In London to hear Bret Easton Ellis discuss Imperial Bedrooms on Tuesday, I took an early train and spent the day.
A wander through Soho and the dubious delights of Carnaby Street led to a veritable treasure of sandwich-making. Thanks for Franks is nestled just off Carnaby St itself (Yelp) and styled like an American diner-cum-deli. It serves the kind of giant, meaty sandiwches that characters in American TV shows eat at their desks, dripping teriyaki sauce and/or Thousand Island dressing everywhere but miraculously not on their clothes or any important documents (Special Agent Anthony DiNozzo, I’m looking at you…). I had the chargrilled chicken, which at £6 wasn’t too bad given the location, and sat outside watching Soho’s wildlife. Highly recommended.
Denmark Street might not be what it once was, but it’s still a pilgrimage I have to make from time to time. There are still gems to be found every now and again, such as the lovely 1969 Gibson EB-0 I played. Can’t afford it at the moment, but someday it’d be a lovely addition to the stable someday.
St George’s Bloomsbury is a pilgrimage of a more traditional sort, one I’ve tried and failed to make a couple of times before. This time I called ahead. Simply the best preserved and most elegant of Nicholas Hawksmoor’s glorious Baroque London churches, it is a treasure. My love of English Baroque churches probably stems from a couple of other examples, Derby Cathedral and Holy Trinity Leeds, but St George’s trumps them both for sheer elegance. The nave is a perfect cube, which seems an unremarkable fact until you think about it for a moment, stood within its geometric simplicity.

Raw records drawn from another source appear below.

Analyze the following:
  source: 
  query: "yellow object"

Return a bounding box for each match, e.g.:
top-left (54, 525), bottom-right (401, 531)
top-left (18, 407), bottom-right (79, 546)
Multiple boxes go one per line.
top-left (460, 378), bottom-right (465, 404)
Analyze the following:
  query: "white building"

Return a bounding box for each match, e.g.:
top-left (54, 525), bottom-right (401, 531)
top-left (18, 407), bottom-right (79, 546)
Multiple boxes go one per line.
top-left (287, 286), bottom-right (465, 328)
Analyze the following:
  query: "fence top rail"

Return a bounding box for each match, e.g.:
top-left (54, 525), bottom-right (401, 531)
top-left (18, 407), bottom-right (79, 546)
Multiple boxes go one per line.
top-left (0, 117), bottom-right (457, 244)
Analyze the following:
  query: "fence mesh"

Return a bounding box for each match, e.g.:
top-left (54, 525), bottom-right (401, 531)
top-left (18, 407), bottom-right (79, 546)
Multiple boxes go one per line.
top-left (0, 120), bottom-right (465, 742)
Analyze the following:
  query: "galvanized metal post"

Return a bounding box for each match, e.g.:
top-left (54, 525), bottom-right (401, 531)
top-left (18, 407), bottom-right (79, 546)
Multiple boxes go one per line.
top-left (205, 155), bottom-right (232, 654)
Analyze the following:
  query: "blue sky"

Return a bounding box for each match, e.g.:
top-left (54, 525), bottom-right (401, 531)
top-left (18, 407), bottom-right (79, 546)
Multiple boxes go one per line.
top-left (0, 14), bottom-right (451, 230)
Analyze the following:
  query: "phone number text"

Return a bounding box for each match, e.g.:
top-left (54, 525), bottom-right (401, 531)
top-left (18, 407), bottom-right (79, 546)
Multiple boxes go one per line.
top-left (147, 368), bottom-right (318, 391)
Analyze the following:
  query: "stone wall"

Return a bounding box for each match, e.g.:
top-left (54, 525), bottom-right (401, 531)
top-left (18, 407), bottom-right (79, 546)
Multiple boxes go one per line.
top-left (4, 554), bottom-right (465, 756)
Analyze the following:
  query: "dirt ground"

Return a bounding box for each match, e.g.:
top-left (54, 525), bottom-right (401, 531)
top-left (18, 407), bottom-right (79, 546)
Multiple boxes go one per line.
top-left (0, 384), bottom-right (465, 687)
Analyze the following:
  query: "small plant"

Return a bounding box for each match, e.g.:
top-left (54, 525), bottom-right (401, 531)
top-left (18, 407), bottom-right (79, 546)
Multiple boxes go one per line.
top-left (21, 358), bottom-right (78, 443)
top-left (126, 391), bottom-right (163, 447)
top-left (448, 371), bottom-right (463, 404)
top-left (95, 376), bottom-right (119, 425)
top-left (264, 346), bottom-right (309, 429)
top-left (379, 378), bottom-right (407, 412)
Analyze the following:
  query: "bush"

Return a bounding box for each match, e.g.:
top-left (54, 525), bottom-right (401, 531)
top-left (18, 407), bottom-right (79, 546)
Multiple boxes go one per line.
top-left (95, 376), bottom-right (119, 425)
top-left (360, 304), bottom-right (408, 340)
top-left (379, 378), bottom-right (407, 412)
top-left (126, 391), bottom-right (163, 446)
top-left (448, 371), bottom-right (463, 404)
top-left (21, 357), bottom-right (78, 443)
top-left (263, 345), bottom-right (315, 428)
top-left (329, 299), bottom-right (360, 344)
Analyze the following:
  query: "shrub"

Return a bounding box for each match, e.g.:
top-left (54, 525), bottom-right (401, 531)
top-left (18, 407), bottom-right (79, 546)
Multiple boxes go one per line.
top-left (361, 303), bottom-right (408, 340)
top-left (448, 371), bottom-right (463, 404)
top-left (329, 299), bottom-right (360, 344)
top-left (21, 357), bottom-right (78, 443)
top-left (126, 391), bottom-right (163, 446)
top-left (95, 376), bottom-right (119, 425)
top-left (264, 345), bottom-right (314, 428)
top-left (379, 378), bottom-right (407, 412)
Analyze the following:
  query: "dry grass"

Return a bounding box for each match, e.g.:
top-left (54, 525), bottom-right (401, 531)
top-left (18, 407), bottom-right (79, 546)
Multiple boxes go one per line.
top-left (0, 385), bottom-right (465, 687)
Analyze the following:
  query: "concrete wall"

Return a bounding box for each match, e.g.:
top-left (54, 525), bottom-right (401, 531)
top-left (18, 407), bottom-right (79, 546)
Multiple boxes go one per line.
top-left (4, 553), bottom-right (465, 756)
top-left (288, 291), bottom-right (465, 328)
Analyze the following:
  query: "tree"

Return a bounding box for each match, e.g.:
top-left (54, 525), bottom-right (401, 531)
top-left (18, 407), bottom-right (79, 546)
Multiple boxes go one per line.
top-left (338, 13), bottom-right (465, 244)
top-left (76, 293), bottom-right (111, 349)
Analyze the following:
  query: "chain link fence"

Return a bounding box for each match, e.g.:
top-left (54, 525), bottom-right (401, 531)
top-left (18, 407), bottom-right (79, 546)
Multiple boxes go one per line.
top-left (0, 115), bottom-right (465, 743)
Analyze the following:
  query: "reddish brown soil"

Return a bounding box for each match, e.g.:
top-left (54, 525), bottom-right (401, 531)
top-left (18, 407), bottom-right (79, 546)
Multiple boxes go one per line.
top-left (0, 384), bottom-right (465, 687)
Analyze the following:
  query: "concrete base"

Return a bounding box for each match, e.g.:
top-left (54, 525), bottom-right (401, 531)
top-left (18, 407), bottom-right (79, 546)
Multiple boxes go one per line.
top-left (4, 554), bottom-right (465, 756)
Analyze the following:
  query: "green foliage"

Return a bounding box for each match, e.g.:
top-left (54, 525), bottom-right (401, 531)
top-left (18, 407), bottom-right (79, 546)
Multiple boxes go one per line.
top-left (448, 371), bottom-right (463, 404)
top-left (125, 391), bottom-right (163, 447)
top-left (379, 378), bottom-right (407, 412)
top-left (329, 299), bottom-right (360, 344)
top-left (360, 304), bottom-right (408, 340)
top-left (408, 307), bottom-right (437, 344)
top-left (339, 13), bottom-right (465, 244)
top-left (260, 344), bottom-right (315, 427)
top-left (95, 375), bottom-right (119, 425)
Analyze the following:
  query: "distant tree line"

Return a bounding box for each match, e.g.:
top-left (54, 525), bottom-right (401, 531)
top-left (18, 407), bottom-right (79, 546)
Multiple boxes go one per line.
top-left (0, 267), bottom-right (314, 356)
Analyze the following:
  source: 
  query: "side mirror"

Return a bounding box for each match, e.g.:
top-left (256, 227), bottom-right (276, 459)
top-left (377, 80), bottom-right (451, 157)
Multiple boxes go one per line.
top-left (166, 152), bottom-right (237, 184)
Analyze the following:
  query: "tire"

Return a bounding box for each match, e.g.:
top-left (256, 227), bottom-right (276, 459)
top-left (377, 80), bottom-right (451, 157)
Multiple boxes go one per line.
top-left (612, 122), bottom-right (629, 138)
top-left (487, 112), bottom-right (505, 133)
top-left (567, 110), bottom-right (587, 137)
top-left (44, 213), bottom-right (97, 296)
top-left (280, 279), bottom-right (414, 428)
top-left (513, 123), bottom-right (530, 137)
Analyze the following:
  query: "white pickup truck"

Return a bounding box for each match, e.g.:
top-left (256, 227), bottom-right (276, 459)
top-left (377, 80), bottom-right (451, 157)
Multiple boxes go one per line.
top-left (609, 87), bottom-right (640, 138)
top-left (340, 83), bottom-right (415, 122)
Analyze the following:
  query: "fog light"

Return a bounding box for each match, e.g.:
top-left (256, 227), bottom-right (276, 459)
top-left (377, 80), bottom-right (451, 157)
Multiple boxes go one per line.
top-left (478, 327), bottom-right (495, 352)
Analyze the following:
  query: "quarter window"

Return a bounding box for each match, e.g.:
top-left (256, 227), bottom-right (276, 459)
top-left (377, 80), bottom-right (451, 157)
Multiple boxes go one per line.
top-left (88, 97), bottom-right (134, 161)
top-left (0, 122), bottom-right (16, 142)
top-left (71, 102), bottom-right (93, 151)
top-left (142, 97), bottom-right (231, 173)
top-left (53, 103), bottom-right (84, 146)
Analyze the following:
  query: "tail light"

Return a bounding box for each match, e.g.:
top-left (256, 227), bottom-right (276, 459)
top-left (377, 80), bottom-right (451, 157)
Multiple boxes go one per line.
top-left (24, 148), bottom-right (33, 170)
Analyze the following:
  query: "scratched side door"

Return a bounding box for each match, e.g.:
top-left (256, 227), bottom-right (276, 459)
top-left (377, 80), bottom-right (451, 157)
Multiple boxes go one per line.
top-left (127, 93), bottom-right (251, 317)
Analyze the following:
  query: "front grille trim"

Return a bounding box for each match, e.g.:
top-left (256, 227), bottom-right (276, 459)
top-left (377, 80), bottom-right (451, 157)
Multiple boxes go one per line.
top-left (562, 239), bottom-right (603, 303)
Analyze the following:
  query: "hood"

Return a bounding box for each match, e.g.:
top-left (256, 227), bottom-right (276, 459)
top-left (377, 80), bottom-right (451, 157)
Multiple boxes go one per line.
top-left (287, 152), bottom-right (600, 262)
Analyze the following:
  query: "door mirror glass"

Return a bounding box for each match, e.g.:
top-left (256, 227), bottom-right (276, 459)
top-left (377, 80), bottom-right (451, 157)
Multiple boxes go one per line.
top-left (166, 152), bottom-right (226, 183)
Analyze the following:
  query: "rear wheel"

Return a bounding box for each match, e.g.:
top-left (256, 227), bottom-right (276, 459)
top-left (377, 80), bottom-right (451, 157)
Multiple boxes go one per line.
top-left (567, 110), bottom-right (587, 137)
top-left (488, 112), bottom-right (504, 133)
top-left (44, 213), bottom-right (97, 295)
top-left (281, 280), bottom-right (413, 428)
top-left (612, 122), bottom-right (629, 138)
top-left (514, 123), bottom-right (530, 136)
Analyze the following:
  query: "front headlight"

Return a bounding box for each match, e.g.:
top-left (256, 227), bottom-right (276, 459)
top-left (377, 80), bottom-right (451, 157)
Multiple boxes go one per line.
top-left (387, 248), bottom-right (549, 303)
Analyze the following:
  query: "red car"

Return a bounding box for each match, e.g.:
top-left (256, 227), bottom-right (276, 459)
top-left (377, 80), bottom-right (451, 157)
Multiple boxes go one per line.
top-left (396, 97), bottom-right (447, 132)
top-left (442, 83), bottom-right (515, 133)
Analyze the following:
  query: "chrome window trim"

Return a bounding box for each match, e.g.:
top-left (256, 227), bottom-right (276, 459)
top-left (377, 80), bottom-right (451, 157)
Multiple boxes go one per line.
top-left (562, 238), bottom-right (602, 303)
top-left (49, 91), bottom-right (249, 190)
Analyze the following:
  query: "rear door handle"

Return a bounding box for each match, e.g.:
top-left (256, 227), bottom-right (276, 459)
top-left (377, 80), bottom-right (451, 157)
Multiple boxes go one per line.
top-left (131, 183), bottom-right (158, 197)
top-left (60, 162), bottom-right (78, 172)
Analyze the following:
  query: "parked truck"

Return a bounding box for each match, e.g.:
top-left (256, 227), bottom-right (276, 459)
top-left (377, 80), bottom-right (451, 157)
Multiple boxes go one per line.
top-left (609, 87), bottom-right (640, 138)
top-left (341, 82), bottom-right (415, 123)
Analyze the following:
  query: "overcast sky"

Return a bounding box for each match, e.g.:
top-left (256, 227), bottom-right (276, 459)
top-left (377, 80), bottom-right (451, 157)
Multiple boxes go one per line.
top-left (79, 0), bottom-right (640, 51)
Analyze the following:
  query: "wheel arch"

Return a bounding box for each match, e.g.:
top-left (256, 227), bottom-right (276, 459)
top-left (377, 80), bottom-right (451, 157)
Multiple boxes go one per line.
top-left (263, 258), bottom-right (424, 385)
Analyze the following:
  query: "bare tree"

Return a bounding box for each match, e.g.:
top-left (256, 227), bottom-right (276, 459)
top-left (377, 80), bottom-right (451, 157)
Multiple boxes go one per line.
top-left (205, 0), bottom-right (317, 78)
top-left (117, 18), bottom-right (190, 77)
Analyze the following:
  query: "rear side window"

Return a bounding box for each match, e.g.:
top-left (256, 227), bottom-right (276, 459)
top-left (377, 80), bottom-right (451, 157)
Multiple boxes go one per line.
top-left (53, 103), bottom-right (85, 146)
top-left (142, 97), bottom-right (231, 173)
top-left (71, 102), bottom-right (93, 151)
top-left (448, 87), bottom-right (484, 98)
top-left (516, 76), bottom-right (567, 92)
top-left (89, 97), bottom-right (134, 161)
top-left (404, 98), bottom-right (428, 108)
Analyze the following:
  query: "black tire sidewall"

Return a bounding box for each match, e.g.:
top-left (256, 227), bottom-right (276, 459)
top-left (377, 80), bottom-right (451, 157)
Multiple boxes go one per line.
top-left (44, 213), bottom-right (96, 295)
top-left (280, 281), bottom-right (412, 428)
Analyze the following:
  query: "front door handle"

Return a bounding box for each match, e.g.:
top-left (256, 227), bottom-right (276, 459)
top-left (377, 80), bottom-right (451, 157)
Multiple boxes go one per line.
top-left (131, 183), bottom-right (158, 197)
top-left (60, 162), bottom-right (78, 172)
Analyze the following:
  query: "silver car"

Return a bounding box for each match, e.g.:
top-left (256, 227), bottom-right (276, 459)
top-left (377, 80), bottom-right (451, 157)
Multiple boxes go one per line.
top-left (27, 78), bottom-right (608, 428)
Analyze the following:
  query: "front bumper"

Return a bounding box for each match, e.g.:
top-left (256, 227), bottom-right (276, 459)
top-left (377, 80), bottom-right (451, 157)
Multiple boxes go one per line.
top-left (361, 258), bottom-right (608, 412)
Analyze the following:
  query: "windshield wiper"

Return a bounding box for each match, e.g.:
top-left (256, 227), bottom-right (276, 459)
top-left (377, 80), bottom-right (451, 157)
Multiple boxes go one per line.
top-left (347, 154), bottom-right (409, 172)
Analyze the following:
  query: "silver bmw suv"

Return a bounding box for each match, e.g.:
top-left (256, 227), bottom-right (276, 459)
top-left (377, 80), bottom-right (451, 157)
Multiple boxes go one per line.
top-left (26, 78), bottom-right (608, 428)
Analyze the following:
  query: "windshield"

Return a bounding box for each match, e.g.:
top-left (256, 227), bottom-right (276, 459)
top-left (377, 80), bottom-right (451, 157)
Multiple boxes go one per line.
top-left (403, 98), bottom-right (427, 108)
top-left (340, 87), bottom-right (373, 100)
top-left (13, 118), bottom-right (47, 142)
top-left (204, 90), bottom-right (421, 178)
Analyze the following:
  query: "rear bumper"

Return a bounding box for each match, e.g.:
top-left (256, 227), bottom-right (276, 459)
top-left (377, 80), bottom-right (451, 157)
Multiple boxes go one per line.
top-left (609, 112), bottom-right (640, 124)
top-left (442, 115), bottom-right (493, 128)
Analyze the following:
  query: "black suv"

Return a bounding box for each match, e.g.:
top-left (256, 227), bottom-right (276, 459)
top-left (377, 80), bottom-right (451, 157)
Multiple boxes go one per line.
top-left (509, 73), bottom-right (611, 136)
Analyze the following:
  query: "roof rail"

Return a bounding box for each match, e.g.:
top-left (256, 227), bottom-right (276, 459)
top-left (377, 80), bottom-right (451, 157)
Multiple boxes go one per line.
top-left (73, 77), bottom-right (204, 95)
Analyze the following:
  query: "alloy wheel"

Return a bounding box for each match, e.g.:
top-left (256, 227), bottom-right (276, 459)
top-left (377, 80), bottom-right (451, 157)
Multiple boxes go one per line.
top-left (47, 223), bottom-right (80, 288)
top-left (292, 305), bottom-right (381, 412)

The Renaissance Drawings exhibition at the British Museum is well worth a trip, especially if you happen to have a friend who’s a member of the Museum and can get you past the queues. The Reading Room in its current labyrinthine state is a thing of wonder, as are the drawings themselves. Da Vinci, Michelangelo, Raphael and a number of their compatriots of whom most of us have never heard, all represented here in the form of sketches, preparatory drawings and the like; artfully arranged and compared with prints of the paintings/sculptures, we see great works of the Renaissance “under construction”, the skin peeled away to reveal the artist’s thoughts, intentions, changes of mind. For those who love to contemplate the workings of the great minds, it’s a remarkable exhibition.
The greatest hidden gem of all, nowadays not a very well kept secret at all, is Gabriel’s Wharf (Yelp). A delightful oasis of calm between Waterloo and Blackfriars Bridge on the South Bank, Gabriel’s Wharf hosts a collection of shops, cafes and bars that seem a genuine, organic aggregation, a world away from the forced, development-agency-project kind of waterfront development we see so much of in cities. Mere metres from the Thames, Gourmet Pizza Company (Yelp) is my go-to place for reasonably priced dinner on the South Bank (rivalled by Azzurro (Yelp) if you’re more Waterloo way) and once again delivered. Get a table outside and people-watch to your heart’s content.
Bret Easton Ellis remained as much of an enigma at the end of his hour-and-a-half appearance on the stage of the Queen Elizabeth Hall as he was before we took our seats; he read from Imperial Bedrooms, spoke at length answering questions both from Suzy Feay and members of the audience, but never really let his guard down. Anything too close to the bone (or just plain boring) he swatted away with a deadpan, one-word response. Earnest student types would ask overly academic questions about whether or not he felt his work was devalued by certain criticism, to which Ellis would simply reply “No. *pause* Do I have to go on?” He discussed the work of David Foster Wallace (“Infinite Jest was unreadable”) and complimented a couple of well-read fans on their “Very funny” questions, but the most eccentric moment came when he announced that “Series 3 of The Hills is like a modern-day Jane Austen novel, only with better names,” said with the same inscrutable, is-he-isn’t-he-kidding tone that pervades both Ellis’s writing and, apparently, his conversations.